|Mission type||Weather satellite|
|Operator||NOAA / NASA|
|Mission duration||5 years (planned)|
12 years (achieved)
|Launch mass||2,105 kilograms (4,641 lb)|
|Start of mission|
|Launch date||25 April 1997, 05:49UTC|
|Launch site||Cape Canaveral LC-36B|
|End of mission|
|Deactivated||1 December 2009|
|Longitude||105° West (1997-1998)|
135° West (1998-2006)
60° West (2006-2009)
|Perigee altitude||35,983 kilometres (22,359 mi)|
|Apogee altitude||36,237 kilometres (22,517 mi)|
GOES-10, known as GOES-K before becoming operational, was an American weather satellite, which formed part of the US National Oceanic and Atmospheric Administration's Geostationary Operational Environmental Satellite system. It was launched in 1997, and after completing operations as part of the main GOES system, it was kept online as a backup spacecraft until December 2009, providing coverage of South America as GOES-SOUTH, and being used to assist with hurricane predictions for North America. It was retired and maneuvered to a graveyard orbit on 1 December 2009.
GOES-K was launched aboard an International Launch Services Atlas I rocket, flying from Launch Complex 36B at the Cape Canaveral Air Force Station. The launch occurred at 05:49 GMT on 25 April. Its launch was the final flight of the Atlas I rocket, which was retired in favour of the modernised Atlas II. At launch, the satellite had a mass of 2,105 kilograms (4,641 lb), and an expected operational lifespan of five years. It was built by Space Systems/Loral, based on the LS-1300 satellite bus, and was the third of five GOES-I series satellites to be launched. Following launch, it was positioned in geostationary orbit at a longitude of 105° West for on-orbit testing.

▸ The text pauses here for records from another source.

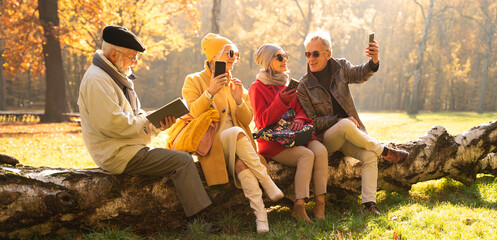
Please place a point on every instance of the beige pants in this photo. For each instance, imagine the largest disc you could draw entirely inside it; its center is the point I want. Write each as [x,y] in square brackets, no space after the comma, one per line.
[306,159]
[344,136]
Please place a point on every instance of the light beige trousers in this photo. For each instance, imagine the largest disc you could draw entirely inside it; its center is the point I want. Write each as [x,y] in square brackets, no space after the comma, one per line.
[344,136]
[306,159]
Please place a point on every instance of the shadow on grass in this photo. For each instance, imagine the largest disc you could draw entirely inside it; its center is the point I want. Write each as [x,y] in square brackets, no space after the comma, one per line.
[480,194]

During on-orbit testing, the system used to rotate the solar array in order to track the Sun started to malfunction. Early in testing it briefly stopped working twice, and then seventeen days into testing, it stopped completely. Following two months of analysis, it was determined that it had only stopped working in one direction, so the satellite was rotated 180 degrees, and the array operated in reverse. Because of this fault, testing lasted longer than originally planned, with the satellite finally being powered down for storage as a backup in June 1998, a process that was originally scheduled for August of the previous year. Less than a month later, it was reactivated after the attitude control system on the GOES-9 satellite started to fail. During July, it was prepared for operational service, before assuming GOES-WEST operations at the end of the month. In August, it was moved to a longitude of 135° West, where it relieved GOES-9. GOES-10 transmitted weather data while it was still moving, which required users to track the satellite in order to continue receiving data. This was the first time that a GOES satellite which was still operational was replaced.
GOES-10 was operated at 135° West until 27 June 2006, when it was replaced by GOES-11, as it was running low on fuel. It remained operational as a backup satellite until GOES-13 became operational, and was then moved to a new position at 60° West, from where it provided data on South America, and monitored "Hurricane Alley" to help predict hurricanes. In December 2007, it briefly took over GOES-EAST during an outage of GOES-12, although it remained at 60° West. This made it one of only two satellites to have been used as both GOES-EAST and GOES-WEST, the other being GOES-7. GOES-10 was retired on 1 December 2009 due to almost complete depletion of propellant. Remaining fuel was used to boost it into a graveyard orbit.